Poor Indian children, both in urban centres and rural areas, are at a significant disadvantage when it comes to education. For them, facilities are often dilapidated, equipment is lacking or out of date, and many teachers do not receive the training they need.
One recent step, however, has brought measurable signs of improvement. The number of poor children enrolled in school is on the rise, and analysts say much of the credit goes to a programme, which provides lunch to pupils.
"Mid-day meals have increased enrolments by 5% to 40% in various districts of West Bengal that we have surveyed," Kumar Rana, a researcher with the NGO Pratichi Trust, told Khabar South Asia. The Trust was founded by Amartya Sen, who won the Nobel Prize for economics in 1998.

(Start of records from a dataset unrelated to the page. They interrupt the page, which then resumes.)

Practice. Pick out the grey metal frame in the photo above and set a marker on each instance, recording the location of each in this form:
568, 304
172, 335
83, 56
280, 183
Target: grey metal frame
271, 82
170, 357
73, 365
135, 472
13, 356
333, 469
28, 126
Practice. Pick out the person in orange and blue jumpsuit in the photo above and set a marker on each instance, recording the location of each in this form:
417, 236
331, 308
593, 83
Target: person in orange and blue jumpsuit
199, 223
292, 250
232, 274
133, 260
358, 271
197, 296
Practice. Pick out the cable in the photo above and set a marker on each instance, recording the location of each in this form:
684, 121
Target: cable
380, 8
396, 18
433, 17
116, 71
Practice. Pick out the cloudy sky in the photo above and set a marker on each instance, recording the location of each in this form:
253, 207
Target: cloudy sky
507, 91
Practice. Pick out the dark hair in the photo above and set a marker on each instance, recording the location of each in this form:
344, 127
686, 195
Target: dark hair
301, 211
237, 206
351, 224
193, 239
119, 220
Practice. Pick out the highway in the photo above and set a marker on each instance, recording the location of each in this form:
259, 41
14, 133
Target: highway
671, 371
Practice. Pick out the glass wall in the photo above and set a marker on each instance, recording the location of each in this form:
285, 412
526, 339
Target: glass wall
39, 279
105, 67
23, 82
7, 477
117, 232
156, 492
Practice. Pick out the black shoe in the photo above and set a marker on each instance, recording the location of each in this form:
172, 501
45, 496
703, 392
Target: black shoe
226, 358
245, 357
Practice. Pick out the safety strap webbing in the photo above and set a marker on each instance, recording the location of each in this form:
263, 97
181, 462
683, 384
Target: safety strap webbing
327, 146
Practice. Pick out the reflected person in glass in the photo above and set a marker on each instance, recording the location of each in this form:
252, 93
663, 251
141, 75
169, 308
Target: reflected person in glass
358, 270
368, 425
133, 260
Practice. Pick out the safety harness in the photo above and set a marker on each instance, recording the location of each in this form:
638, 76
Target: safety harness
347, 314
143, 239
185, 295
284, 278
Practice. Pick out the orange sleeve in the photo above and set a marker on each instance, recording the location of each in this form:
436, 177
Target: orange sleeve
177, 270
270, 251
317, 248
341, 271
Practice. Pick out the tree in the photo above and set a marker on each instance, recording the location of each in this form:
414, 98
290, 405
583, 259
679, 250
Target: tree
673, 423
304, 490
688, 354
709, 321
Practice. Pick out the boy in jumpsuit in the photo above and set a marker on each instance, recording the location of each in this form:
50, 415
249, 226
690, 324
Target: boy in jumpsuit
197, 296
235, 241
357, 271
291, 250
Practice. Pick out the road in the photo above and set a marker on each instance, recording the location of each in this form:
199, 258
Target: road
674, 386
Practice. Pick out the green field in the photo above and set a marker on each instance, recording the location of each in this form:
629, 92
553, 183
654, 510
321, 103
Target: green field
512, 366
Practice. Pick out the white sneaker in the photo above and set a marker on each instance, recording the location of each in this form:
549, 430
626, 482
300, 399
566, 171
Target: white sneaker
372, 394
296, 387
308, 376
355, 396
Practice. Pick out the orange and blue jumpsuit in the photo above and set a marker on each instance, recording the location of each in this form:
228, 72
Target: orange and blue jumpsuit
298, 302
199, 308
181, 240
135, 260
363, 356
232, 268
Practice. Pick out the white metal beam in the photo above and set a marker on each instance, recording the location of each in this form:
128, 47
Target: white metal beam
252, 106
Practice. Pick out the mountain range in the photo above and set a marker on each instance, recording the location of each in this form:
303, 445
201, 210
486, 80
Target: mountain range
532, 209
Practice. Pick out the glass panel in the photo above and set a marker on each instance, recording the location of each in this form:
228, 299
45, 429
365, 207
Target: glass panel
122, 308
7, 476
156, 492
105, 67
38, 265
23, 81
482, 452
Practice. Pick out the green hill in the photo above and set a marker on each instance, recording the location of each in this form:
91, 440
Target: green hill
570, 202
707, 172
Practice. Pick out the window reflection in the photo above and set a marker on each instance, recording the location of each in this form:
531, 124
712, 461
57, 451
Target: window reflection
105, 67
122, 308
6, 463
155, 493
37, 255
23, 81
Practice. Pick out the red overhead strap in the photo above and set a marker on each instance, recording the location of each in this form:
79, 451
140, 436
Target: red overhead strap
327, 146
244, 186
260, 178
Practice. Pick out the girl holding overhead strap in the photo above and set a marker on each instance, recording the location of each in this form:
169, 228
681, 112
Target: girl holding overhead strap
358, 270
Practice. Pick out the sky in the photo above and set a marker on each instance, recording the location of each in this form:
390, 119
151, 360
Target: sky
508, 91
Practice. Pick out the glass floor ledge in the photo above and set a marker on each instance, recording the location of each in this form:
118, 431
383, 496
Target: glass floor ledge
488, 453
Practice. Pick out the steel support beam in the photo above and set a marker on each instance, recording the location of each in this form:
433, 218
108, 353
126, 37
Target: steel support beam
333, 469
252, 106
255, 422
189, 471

The Mid-day Meal Scheme (MDMS) was launched in 2001 following a Supreme Court order, but most states began to implement it starting in 2005, when the central government initiated its Sarva Shiksha Abhiyan (Education for All Mission) programme.
Since then, the impact has been striking, advocates say.
"Mid-day meals have increased primary school enrolments and also improve nutritional levels that affect learning abilities positively," said Delhi School of Economics Professor and education activist Jean Dreze, who along with Sen has long advocated the measure.
Anima Banerjee, 45, works as domestic helper in Kolkata, having left her family behind in the village.
"I could not afford to send my elder daughter to school. But my younger 10-year-old daughter goes to school," she told Khabar. "At least she gets to eat a proper lunch."
In the early years of the programme, Anima says, the mid-day meal was not so successful in the villages. The school handed out fixed quantities of rice each month to all enrolled students. But the children started attending school only on the days rations were doled out and worked in the fields for their livelihoods the rest of the month.
Now instead of the rationed rice, cooked meals help schools retain children in the classroom through the entire month.
According to local teachers, schools have had to search for creative solutions in administering the lunch programme because they lack adequate staff and infrastructure.
"We have to use one of the classrooms for cooking and also serve the food in the respective classrooms," Aleya Bandopadhyay, 55, headmistress of the Rishra Pyare Mohan Municipality Primary School, located northwest of Kolkata," she told Khabar, adding, " None of the local primary schools has the space for a separate lunch room."
"Preparing the children for the meals and cleaning up the rooms after the meals take up some teaching time," she said. Moreover, she added, maintaining accounts and invoices with no additional manpower is difficult.
Nevertheless, the mission is administered well and the funds pay for a nutritious meal for students, Bandopadhyay said. The funds come on time and are enough to provide a nutritious meal.
The lunches and higher enrolment numbers represent a bright spot in an educational sector, which analysts say is in urgent need of investment.
In particular, says National Commission for the Protection of Child Rights chair Shantha Sinha, India desperately needs more and better-trained teachers.
"There are 700,000 untrained teachers in the country, besides another 700,000 vacancies that need to be filled up," he said.